Auch heuer sorgten die reichhaltige Gebietskenntnis und die mindestens genauso reichhaltige Bergbibliothek der Familienreferentin für ein erstklassiges Angebot:
Man fuhr ins wilde, garantiert nicht überlaufene Bergell, wo, selbst wenn man nicht zum Klettern anreist, bereits die Hüttenübergänge und Pässe auch ausgesprochen anspruchsvolle Erwartungen zufriedenstellen können: Fornotal, Casnilpass Süd, Albigna-Stausee, Cacciabella-Pass (T5!), Sciorahütte...
Schließlich musste Ann-Sophie und Sabrina ja was geboten werden
!
(Einen Wermutstropfen gab es allerdings: Lauter Kletterberge oder ausgewachsene Halbtags-Hochtouren , also keine "Gipfel zum Mitnehmen" an der Strecke, denn die Tagesetappen waren nicht kurz genug, um nochmal 5-6 Stunden draufzusatteln.)

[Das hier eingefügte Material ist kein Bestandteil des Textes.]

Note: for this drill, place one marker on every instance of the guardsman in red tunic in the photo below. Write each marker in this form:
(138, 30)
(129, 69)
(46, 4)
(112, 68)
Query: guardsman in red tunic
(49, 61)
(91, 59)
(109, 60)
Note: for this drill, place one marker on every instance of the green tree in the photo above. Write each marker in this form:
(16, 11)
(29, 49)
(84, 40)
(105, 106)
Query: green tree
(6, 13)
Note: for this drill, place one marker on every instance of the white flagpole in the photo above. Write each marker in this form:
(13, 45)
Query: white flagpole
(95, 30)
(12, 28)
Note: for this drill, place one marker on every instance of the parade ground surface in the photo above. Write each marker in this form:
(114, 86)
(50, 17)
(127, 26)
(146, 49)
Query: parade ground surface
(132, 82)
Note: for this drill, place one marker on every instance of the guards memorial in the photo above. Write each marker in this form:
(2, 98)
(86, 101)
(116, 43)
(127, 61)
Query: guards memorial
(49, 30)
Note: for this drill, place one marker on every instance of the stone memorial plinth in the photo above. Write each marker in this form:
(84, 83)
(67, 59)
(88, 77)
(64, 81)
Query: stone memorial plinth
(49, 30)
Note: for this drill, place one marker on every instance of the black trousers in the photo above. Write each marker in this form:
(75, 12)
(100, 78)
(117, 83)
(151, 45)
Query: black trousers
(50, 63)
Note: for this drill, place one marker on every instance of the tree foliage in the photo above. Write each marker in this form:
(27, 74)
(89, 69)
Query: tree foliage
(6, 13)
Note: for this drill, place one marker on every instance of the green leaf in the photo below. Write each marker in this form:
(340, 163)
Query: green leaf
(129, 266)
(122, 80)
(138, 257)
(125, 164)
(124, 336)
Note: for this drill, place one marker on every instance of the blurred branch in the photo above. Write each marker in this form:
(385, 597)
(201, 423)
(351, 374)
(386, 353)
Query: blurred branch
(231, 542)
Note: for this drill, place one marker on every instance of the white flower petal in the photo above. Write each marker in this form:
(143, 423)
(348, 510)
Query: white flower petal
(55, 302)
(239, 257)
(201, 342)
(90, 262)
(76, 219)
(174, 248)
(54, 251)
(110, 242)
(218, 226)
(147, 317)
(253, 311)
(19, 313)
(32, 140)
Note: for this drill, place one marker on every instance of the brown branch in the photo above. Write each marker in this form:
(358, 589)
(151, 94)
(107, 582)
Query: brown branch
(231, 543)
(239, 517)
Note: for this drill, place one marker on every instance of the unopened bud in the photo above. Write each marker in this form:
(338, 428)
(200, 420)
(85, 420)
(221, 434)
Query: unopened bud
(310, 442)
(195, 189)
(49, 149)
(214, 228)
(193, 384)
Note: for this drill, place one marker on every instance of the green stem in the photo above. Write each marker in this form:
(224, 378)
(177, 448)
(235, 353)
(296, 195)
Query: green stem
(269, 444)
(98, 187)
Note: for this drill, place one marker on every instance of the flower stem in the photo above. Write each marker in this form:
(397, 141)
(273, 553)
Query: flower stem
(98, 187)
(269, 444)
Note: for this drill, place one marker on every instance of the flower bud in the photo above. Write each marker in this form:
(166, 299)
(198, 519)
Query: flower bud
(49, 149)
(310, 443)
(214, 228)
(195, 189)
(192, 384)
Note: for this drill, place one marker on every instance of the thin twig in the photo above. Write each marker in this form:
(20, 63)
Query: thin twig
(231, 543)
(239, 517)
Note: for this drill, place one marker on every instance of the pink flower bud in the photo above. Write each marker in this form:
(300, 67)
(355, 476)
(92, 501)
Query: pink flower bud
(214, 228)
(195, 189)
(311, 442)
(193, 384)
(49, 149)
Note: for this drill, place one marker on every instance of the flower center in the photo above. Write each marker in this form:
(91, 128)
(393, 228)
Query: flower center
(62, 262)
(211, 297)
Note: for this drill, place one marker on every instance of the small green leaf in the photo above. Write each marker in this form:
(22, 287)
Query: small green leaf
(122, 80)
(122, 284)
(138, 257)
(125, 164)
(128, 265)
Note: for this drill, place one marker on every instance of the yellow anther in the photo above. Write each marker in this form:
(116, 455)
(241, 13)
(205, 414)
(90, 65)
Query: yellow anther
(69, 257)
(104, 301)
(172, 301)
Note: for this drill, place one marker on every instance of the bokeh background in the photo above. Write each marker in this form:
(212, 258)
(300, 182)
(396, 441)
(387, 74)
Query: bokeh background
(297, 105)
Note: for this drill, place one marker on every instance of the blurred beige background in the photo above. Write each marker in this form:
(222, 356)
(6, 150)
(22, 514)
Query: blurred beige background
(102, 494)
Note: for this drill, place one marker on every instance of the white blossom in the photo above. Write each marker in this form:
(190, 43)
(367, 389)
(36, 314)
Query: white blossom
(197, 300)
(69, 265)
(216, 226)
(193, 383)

Obwohl schon gräßlich erwachsen *räusper*, wurden Christine und ich als Familientour-Teilnehmerinnen auch heuer von den Hauptpersonen großzügig toleriert...
Auch die Wettergötter spielten mit und spendierten besseres Wetter als vorhergesagt, wir hatten schon am Freitag meist Sonne.
31. August 2007
Frühstück in Frickingen (danke, Lisanne!), Abreise in der Bodenseekarosse (wir passten samt Gepäck alle 6 rein!) zu ziviler Zeit, Fränkli ziehen, Pinkelpause in Heidiland (es war gerade Mittagszeit, und so schaute Heidi höchstpersönlich als Wetterweiblein aus dem Turmfenster...), und irgendwann in Maloja.
Natürlich fuhren wir glatt an der Parkplatzauffahrt vorbei
, Wenden war erst kurz vorm Talboden möglich... der Parkplatz hatte auch keinen Taug: 24 CHF pro Tag!
Selbstverfreilich wurde das bestreikt. Ein Anruf bei der Hütte ergab die Empfehlung, in Maloja zu parken. Christine und ich zogen mit den Mädels schon mal los, und da es einen Direktpfad von Maloja ins untere Fornotal gab, holten Lisanne und Jörg uns bald ein.
Das Fornotal beginnt ganz brav mit gemütlichen Seniorenautobahnen und Ausflugszielen, z.B. diesem:
Lagh de Cavloc
Schön, gell? Unterwegs gab es lauter wichtige Schweizer Benchmarks, etwa ein Alphorn oder eine entgegenkommende Ziegenherde, zu bestaunen. Viiiel interessanter auf dem schönen, aber ewig keine "Höhe machenden" und nicht enden wollenden Tal"aufstieg" war jedoch der Inhalt einiger Pfützen: jede Menge Kaulquappen!
Irgendwann ging es dann doch mal etwas aufwärts, und endlich outete sich das wilde Bergell in Gestalt des Fornogletschers, flankiert von der Cima di Rossi (auf irgendeinem Hang davor MUSS doch die Hütte sein!).
Damit auch bei aperen und etwas glatteren Verhältnissen der brave Touri gut die Gletscherzunge erklimmen kann, gibt es zum Festhalten - nein, kein Drahtseil!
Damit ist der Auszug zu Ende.